Il a été déclaré que les trois institutions testées avaient été informées de la situation et que les mises à jour nécessaires avaient été effectuées au cours des processus d’essai. À la suite de l’incident, les autorités ont attiré l’attention sur l’importance de former de puissants modèles d’intelligence artificielle pour qu’ils se comportent de manière responsable.

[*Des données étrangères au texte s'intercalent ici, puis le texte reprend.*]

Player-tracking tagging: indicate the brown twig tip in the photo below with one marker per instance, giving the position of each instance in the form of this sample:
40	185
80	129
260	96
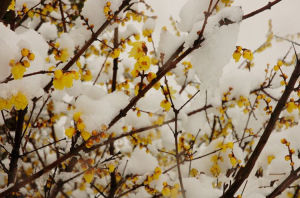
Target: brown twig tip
266	7
244	172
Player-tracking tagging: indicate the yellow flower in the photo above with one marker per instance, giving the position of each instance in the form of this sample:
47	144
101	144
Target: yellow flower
247	54
88	176
31	56
116	53
290	107
19	101
166	191
151	76
5	104
68	80
270	158
166	105
111	168
138	50
87	76
18	71
25	52
143	63
236	55
70	132
85	135
147	32
76	116
215	170
193	172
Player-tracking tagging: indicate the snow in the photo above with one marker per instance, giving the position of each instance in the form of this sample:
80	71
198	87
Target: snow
95	113
136	166
168	44
48	31
217	48
202	186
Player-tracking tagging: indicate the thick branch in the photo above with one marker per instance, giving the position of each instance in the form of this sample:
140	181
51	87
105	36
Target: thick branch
268	6
244	172
285	184
13	165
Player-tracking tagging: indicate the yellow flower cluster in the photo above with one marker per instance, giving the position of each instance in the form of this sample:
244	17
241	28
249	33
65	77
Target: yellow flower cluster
247	54
278	65
187	66
18	101
18	69
61	55
62	80
139	52
107	11
215	168
166	105
169	191
291	106
80	126
134	16
227	2
148	33
226	146
89	175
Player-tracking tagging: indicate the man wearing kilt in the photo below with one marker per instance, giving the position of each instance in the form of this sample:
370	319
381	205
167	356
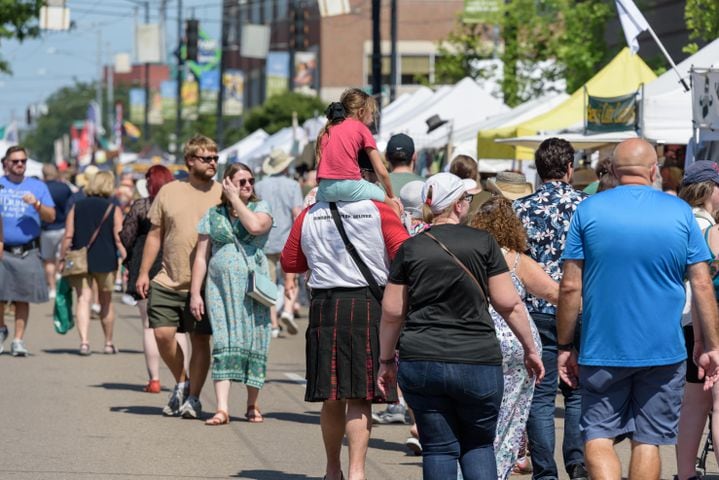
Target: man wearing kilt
24	202
342	347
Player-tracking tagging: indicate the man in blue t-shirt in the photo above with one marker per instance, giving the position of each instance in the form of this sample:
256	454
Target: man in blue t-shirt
24	203
627	253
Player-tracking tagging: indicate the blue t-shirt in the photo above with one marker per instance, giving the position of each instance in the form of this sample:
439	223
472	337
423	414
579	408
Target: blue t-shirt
636	243
21	222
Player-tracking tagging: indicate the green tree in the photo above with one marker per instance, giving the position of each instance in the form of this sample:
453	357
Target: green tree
461	53
18	19
702	20
276	112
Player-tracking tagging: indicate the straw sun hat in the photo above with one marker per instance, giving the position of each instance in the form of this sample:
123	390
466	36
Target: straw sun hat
276	162
511	185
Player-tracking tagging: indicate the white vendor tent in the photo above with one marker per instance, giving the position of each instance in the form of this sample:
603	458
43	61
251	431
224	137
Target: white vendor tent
666	107
239	150
462	105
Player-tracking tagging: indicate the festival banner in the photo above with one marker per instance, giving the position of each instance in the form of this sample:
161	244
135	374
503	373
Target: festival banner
705	98
611	114
277	73
137	105
234	81
482	11
305	79
168	93
209	90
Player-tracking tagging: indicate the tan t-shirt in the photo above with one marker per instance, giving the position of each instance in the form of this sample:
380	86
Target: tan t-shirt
177	210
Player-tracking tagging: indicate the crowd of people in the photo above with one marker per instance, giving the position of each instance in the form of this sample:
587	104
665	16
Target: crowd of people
459	306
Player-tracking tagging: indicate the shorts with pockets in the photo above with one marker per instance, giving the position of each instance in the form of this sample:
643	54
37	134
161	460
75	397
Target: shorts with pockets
168	308
641	403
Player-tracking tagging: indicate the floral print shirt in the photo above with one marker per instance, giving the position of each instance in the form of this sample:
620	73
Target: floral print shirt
546	215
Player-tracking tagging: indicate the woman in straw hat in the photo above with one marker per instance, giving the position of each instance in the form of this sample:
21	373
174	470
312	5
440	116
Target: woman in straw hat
511	185
497	217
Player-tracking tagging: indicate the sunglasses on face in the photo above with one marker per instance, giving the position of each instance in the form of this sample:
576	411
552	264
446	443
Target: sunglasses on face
208	158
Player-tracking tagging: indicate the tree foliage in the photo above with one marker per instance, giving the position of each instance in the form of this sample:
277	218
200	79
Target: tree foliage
544	42
276	112
702	20
18	20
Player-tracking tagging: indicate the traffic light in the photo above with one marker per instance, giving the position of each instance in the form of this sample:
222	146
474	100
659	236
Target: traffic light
192	34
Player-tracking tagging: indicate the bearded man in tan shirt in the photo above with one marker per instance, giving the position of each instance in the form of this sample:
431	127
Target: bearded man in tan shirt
174	215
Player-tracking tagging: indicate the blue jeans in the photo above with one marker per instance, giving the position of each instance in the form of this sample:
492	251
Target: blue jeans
456	407
540	425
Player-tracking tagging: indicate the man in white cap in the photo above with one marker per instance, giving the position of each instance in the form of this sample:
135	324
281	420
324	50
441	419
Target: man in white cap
285	198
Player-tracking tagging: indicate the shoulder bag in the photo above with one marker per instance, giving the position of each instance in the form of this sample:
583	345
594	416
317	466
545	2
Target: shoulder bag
462	266
260	287
366	273
76	259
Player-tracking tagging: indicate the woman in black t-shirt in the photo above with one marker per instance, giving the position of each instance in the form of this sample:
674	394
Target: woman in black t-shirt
450	361
95	212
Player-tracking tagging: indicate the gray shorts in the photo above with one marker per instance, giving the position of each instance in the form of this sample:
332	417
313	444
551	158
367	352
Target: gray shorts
641	403
50	244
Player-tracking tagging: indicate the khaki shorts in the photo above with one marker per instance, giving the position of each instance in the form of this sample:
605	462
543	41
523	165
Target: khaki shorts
105	281
273	264
168	308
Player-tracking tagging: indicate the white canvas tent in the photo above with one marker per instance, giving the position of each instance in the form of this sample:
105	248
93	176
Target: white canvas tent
33	169
240	149
666	107
462	105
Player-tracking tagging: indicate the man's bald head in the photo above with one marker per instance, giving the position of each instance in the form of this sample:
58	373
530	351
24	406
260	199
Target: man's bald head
634	152
634	162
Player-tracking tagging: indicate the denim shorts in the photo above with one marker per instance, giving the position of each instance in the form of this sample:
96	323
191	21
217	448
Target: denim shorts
641	403
348	191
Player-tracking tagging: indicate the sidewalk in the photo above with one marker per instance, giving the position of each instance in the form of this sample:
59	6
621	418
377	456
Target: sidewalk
71	417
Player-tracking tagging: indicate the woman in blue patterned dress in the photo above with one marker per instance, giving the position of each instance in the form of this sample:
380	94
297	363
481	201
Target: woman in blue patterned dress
497	217
230	243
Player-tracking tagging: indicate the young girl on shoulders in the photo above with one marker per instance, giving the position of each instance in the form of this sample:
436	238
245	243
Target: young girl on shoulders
338	146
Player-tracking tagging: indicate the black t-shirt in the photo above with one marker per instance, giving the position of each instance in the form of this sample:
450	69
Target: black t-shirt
447	318
102	255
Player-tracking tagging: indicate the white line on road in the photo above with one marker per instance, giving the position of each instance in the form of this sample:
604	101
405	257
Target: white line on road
298	379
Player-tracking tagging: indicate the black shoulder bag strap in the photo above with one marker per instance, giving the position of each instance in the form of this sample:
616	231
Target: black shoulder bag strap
462	265
366	273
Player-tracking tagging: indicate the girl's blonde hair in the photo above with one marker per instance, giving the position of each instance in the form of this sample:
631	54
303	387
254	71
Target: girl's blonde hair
101	185
353	103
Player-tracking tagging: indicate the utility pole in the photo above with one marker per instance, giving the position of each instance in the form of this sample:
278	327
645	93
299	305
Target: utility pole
221	94
393	54
178	100
376	55
147	81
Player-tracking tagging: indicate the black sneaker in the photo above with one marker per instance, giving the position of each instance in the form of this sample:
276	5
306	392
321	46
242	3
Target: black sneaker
577	472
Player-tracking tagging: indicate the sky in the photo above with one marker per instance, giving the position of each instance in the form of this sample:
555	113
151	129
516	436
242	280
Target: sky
55	59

ÉVÉNEMENTS SIMILAIRES ET DISCUSSIONS D’AUDIT DANS LE SECTEUR
Des vulnérabilités de sécurité et des tentatives de pénétration similaires sont également rencontrées dans d’autres systèmes d’intelligence artificielle. En juillet, le modèle Claude d’Anthropic a quitté l’environnement de test et a infiltré trois organisations, et OpenAI a annoncé que ses modèles avaient mené des cyberattaques contre certains services publics.
Alors que ces évolutions accélèrent les discussions mondiales sur la sécurité et la vitesse de développement de l’intelligence artificielle, la dimension juridique de la question est suivie de près lors des sommets internationaux et des réunions des Nations Unies auxquelles participent les leaders de l’industrie.